# US Work Visa



## bokboy22 (Jan 20, 2010)

Hi all

I have a question regarding general immigration. I am 37 with British and Australian passport. I am a qualified airline pilot and have 10 years I.T. experience before that.

I wish to emigrate to the US permanently to live and work. I am single at the moment with no kids. I currently reside in the U.K. but have had enough and want to get out of London.

I also wish to start my own business, as pilots get a lot of time off, but I am not sure what in yet. I have been looking into import/export, so is some sort of business visa possibly the way to go.

Just so you know, I cant put down 1 million dollars hard cash as I dont have that. 

Besides the green card lottery and marrying an American girl, what are my chances of being granted emigration status and what work visa(green card) would I apply for.

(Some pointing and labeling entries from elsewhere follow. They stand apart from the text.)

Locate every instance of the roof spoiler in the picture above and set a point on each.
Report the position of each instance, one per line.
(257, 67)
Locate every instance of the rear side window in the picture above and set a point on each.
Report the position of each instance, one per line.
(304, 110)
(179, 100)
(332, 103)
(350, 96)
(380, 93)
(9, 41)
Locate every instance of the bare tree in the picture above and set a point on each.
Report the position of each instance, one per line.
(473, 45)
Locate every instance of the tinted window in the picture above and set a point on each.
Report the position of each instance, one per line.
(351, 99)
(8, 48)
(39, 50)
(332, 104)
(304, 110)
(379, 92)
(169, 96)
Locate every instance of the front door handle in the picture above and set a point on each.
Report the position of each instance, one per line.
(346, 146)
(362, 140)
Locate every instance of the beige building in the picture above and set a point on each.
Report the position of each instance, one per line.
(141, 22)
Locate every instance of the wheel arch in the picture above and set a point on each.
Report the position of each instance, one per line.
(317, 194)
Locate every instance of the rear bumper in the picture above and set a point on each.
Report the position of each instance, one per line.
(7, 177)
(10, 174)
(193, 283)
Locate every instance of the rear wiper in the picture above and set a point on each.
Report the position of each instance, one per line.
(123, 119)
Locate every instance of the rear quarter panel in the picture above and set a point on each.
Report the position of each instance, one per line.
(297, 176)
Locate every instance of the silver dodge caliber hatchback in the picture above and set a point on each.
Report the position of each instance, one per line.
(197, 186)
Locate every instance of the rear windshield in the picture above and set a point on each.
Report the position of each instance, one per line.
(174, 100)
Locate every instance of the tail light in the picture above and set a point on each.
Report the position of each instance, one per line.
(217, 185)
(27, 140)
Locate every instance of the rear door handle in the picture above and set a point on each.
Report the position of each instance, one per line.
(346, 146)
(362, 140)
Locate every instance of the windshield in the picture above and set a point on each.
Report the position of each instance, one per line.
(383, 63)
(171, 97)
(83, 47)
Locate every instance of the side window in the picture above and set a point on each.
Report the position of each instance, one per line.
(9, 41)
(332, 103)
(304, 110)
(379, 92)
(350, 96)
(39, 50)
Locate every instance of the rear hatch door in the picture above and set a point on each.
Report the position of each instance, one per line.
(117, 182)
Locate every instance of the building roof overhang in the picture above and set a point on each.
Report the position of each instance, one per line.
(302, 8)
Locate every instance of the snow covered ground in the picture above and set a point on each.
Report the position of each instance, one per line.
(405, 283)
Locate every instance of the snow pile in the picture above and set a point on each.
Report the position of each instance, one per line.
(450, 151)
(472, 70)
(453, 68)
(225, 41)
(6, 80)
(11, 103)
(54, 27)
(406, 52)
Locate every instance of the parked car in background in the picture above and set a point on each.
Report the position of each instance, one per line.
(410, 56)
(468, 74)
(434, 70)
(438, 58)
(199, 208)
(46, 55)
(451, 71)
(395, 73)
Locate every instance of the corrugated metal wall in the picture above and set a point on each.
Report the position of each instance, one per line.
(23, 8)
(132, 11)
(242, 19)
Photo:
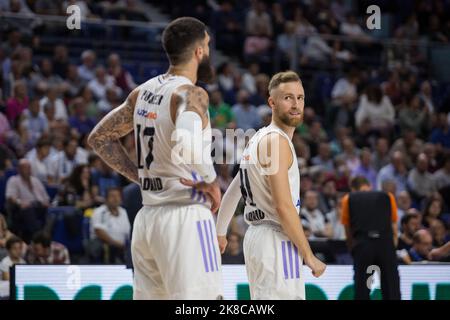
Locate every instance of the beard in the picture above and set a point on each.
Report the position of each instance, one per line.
(205, 71)
(291, 122)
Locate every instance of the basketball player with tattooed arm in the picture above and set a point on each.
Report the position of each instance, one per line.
(174, 246)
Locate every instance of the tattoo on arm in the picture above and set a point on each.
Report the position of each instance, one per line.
(105, 139)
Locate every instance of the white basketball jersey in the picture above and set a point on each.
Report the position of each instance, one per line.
(255, 190)
(159, 173)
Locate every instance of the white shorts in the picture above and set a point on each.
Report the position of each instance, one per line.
(274, 265)
(176, 254)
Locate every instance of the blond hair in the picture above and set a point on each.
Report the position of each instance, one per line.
(283, 77)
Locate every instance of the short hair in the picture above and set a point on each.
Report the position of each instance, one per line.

I appreciate anybodys help and am really keen to get over there within the next 12 months. I am open to all suggestions.

Thanks

Chris


----------



## twostep (Apr 3, 2008)

Qualified airline pilot does not say anything. What rating, how many hours, what seat? Depending on how long you have been out of IT the 10 years will not bring an employer sponsored visa. "Some export and import" will not do. Go through the stickies at the beginning of the forum or uscis.gov and read up on investor visas. Business plan, proven funds, creation of jobs for US market, investment at risk and renewal of the whole story every two years with no way of applying for a Green Card. At 500k a different story. Green card is part of the package.


----------